There hasn't been any media groundswell about Lynch's performance, and so I suspect that he will be back for 2009. In his various postseason comments, Lynch has noted the need to go back to work, etc., but I don't see any outward sign of serious introspection.

Some big picture stuff: in all games, IU scored 246 points and allowed 423 for a margin of -177. IU was -187 and -211 in 2002 and 2003, Gerry Dinardo's first two years, and -239 in 1997, Cam Cameron's first year. Before that, it's necessary to go back to 1970 to find a worse point differential. For what it's worth, the 11 game schedule and the eight game Big Ten schedule began in 1971. One might argue that it's not fair to compare a point differential in a 12 game to an 11 game season. I disagree. IU's numbers this year are bad despite a +60 differential in games against I-AA Murray State and essentially I-AA Western Kentucky. The 1997 nonconference schedule included a Mack Brown-led North Carolina team that finished 11-1 and a mediocre Kentucky team. The 2002 schedule, while not murderer's row, included road trips to Utah (5-6) and Kentucky (7-5). The 2003 schedule included road trips to Connecticut (9-3) and Washington (6-6). In other words, the 12 game schedule, which included two functional exhibition games in addition to two good MAC teams, made IU's point differential look better than it should, not worse.

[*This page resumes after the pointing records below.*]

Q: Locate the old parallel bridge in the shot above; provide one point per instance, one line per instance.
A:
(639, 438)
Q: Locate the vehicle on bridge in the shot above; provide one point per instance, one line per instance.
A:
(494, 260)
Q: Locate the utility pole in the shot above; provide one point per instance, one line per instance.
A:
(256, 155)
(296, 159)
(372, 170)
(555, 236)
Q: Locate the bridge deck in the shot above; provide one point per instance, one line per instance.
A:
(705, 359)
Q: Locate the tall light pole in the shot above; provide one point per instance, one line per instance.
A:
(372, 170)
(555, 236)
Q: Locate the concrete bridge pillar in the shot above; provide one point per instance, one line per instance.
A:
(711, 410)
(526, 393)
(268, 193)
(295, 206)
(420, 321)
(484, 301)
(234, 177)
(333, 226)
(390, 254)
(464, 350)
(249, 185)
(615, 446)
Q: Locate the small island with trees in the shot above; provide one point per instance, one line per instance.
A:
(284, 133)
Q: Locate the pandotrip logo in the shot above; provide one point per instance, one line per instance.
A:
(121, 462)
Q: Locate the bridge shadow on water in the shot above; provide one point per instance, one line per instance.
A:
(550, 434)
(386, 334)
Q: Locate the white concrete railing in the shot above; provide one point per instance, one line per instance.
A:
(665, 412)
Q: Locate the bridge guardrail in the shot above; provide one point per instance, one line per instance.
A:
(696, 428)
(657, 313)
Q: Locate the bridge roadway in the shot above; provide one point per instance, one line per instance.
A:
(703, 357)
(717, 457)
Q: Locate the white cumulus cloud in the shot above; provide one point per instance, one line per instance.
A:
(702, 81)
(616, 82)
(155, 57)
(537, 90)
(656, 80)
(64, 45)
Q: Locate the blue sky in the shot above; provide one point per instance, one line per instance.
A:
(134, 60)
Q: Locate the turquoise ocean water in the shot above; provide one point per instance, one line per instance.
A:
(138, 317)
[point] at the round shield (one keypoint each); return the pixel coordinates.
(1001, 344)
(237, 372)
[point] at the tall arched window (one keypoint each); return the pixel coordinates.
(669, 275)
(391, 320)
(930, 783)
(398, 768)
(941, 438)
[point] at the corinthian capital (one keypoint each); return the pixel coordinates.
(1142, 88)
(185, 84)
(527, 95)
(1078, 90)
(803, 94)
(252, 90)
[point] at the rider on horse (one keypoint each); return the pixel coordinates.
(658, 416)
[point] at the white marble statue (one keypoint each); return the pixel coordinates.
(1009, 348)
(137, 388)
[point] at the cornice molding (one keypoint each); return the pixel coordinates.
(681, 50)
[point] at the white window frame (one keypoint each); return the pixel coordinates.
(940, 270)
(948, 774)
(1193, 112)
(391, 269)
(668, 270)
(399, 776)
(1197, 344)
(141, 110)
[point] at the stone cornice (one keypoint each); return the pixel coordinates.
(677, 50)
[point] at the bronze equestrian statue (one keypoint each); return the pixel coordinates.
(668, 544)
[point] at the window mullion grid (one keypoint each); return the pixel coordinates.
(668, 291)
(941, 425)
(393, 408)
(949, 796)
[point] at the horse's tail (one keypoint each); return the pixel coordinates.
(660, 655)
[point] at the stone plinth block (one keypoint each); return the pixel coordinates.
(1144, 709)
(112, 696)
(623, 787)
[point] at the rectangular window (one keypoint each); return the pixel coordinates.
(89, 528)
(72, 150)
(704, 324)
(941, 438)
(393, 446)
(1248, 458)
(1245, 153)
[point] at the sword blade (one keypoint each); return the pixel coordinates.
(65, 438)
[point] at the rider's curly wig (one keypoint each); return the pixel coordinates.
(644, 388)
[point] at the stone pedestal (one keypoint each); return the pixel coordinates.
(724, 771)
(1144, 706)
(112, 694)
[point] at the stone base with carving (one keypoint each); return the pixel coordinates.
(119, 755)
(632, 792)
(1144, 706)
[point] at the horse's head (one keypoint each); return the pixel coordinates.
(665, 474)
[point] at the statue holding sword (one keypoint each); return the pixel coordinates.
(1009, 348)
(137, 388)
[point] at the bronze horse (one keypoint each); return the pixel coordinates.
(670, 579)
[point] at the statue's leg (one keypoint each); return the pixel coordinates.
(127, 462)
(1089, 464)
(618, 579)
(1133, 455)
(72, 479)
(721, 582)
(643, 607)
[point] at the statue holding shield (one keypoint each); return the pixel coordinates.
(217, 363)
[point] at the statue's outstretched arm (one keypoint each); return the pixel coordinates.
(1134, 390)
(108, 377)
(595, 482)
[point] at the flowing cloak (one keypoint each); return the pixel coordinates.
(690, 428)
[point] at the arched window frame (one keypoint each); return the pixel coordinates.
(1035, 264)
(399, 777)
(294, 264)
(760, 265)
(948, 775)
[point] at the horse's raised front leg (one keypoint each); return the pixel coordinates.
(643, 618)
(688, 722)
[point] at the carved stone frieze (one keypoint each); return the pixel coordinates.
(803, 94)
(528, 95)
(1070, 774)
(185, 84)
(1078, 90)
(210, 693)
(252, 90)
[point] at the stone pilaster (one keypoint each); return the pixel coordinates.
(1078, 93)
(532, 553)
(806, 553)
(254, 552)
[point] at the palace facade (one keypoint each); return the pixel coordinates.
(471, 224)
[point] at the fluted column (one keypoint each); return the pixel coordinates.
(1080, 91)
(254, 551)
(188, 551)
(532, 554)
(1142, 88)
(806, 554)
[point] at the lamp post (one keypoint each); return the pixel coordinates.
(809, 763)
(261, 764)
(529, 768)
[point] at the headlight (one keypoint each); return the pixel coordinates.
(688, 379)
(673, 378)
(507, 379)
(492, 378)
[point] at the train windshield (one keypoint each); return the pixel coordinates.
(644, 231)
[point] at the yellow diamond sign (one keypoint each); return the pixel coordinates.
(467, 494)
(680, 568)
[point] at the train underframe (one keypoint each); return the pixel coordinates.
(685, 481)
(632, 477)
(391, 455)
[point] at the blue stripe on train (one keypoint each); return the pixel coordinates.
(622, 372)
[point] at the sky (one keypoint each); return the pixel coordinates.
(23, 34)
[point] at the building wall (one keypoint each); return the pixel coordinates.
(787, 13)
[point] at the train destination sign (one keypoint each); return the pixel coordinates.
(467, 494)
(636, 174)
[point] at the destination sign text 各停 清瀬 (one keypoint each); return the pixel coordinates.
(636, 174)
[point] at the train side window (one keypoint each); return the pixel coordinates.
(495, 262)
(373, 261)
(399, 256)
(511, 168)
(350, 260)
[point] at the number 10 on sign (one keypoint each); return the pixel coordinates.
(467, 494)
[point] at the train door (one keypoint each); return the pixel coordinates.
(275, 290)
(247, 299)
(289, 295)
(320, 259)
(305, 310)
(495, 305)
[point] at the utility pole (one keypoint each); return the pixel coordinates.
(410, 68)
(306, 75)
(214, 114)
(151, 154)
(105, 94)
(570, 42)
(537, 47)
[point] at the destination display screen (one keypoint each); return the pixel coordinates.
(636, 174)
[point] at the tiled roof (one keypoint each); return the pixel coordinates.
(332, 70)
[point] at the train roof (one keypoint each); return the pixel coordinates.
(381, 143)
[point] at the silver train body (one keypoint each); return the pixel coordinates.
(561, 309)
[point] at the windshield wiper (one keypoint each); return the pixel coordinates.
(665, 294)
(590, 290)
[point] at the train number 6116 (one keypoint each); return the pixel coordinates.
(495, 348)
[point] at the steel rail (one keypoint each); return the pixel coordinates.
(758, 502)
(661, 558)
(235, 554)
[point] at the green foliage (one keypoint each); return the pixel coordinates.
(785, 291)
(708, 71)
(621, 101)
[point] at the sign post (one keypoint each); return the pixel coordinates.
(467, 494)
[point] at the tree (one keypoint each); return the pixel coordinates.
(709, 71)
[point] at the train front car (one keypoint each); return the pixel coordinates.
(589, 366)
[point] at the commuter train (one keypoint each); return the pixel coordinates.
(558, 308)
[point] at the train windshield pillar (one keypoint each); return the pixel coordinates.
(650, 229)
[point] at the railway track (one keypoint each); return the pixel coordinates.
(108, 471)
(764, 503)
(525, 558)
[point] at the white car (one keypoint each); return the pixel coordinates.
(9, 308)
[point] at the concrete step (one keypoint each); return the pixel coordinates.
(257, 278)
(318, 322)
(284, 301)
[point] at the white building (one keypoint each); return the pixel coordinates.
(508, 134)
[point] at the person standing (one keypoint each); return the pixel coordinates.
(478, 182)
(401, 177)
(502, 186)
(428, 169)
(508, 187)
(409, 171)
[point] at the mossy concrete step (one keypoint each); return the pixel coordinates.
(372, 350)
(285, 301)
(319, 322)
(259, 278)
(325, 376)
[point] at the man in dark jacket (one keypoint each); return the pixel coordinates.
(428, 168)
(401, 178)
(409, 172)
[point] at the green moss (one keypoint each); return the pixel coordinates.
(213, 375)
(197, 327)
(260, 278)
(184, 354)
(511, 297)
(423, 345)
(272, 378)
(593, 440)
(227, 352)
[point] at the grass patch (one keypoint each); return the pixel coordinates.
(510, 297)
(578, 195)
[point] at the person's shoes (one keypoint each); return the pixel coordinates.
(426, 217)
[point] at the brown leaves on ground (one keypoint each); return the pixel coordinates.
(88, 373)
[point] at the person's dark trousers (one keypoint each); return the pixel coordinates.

A review of IU's Big Ten performance confirms this. In the eight Big Ten games, IU scored only 116 points and allowed 328. In other words, IU was outscored by 212 points in Big Ten play and the average score of a Big Ten game was 41-15. Here are the Big Ten point differentials for other bad seasons since the eight game schedule was introduced in 1971 (although the Big Ten did play a nine game schedule in 1983 and 1984):
2008: -212
2005: -148
2004: -99
2003: -175
2002: -168
2000: -116
1999: -86
1998: -105
1997: -207
1996: -87
1995: -175
1985: -124
1984: -112
1983: -163
1981: -115
1974: -81
1973: -132
1971: -108
In other words, this was IU's least competitive Big Ten season since the advent of the eight game schedule.

I don't know what is going to happen to Lynch. As I said above, I expect that he will be back for 2009, and if so, I sincerely hope that he proves me wrong and wins a bunch of games. Still, by the numbers, Lynch's first season is most comparable to Cam Cameron's first season and Gerry Dinardo's first two seasons. The only rationale for hiring Lynch, as opposed to opening up a search and finding someone who didn't lose 21 in a row at Ball State, was to avoid the negative aspects of a coaching change. Instead, IU produced a season that was comparable to recent transition seasons, and quite arguably worse. Rick Greenspan was under quite a bit of pressure last year, from the media and from old guard program guys like Bill Mallory and Harold Mauro, to give Lynch the job. Certainly, it would have been odd to see IU preparing for its first bowl game in 14 seasons with a lame duck coach. Still, the facts have not vindicated the decision to hire Lynch, and actually undercut the only reason for hiring him. Calling the 2008 season a setback doesn't quite capture it.